We passed a white car sitting beside the cornfield; some people were standing around the car. Suddenly, a few rows beyond the parked car, right on the edge of the field, something moved on the ground between two rows of corn. My father also saw the movement, and as we passed, I realized I had seen a small gray wolf, not more than a few months old, scampering in the field.
After we had passed the wolf I needed a few seconds to regain myself – I had been so surprised. But when it sunk in that I had actually seen a wolf (indeed a rarity in these parts) I began imploring my father to turn around and go back so that we could have a better look. Although he slowed down a bit, he seemed disinclined to turn around, and it appeared that he was just going to travel on. But then he seemed to have a second thought, and to my surprise, he turned the car around and headed back to where I had seen the wolf. I had the feeling that he had reflected that he hardly ever took time to do anything with me that I wanted to do. He seemed to be trying to make up a little by going back with me to look for the wolf.
We quickly reached the area where we had seen the wolf and my father stopped the car. We both stepped out and walked along the edge of the muddy field, looking down the rows of corn. But I soon began to despair; I felt sure the wolf must have already run away, or descended to a den buried underground, and that we would never find it.
Suddenly, however, I spotted a movement between the rows, and in a flash a gray animal rushed out of the field toward me. I had trouble focusing on the animal, but when I finally had it firmly in sight, I saw that the animal was clearly not a wolf. I didn't know what it was. Its fur looked wet, as if it had been in water, and more than anything, it resembled a groundhog. I finally concluded that the animal was a beaver. I also concluded that if it bit me with sharp beaver teeth, it could do serious damage; I backed away from it as it continued to advance on me.

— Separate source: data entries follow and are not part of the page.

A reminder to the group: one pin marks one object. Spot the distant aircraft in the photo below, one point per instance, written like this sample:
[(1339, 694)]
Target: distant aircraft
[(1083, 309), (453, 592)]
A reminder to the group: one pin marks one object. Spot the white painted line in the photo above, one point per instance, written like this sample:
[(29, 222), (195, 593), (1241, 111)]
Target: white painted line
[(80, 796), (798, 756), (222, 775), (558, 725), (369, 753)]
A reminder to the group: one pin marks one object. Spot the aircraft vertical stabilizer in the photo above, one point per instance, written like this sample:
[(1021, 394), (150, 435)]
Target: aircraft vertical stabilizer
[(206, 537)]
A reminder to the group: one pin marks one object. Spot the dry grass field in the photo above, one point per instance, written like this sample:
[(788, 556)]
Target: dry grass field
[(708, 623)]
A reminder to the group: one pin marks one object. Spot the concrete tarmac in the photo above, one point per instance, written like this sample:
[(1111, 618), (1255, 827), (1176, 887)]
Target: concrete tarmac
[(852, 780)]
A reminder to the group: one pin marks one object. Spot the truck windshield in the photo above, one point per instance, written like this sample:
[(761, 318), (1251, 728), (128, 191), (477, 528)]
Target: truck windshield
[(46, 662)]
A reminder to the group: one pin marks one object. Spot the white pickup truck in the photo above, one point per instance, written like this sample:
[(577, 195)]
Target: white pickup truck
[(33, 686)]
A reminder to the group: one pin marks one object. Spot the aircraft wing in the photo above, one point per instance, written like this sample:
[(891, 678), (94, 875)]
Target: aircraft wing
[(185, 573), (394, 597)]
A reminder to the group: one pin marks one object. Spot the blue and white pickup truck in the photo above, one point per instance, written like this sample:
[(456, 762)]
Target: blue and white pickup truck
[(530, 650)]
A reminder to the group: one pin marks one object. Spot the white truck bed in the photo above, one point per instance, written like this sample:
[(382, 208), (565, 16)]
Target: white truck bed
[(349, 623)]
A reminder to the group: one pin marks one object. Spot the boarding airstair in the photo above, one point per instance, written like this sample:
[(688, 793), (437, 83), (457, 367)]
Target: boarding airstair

The animal wasn't aggressive and it didn't try to attack, but at the same time it didn't try to move away. Every time I would move back from it, it would move toward me. I wasn't enjoying the game, and I flayed my arms, trying to scare the beaver away. My gesticulations had no effect, however, and the beaver – or whatever it was – continued to stand its ground in front of me, and even advance toward me. I began wondering if I were wearing boots and how high up they were on my legs under my pants, and whether they would protect me if the animal attacked.
My father, standing near me, likewise didn't seem to know what to make of the animal. Nevertheless, I had the feeling he agreed with me that our best option was to get away from the animal. Finally I saw a wooden tobacco stick, over a meter long, lying on the ground and I managed to pick it up. I poked the stick toward the animal, trying to persuade it to leave me. Still it refused to leave, and I muttered to my father that the beaver was "not a very smart beaver." I was simply saying that if the beaver were smart, it would take the hint, run back into the cornfield and leave us alone.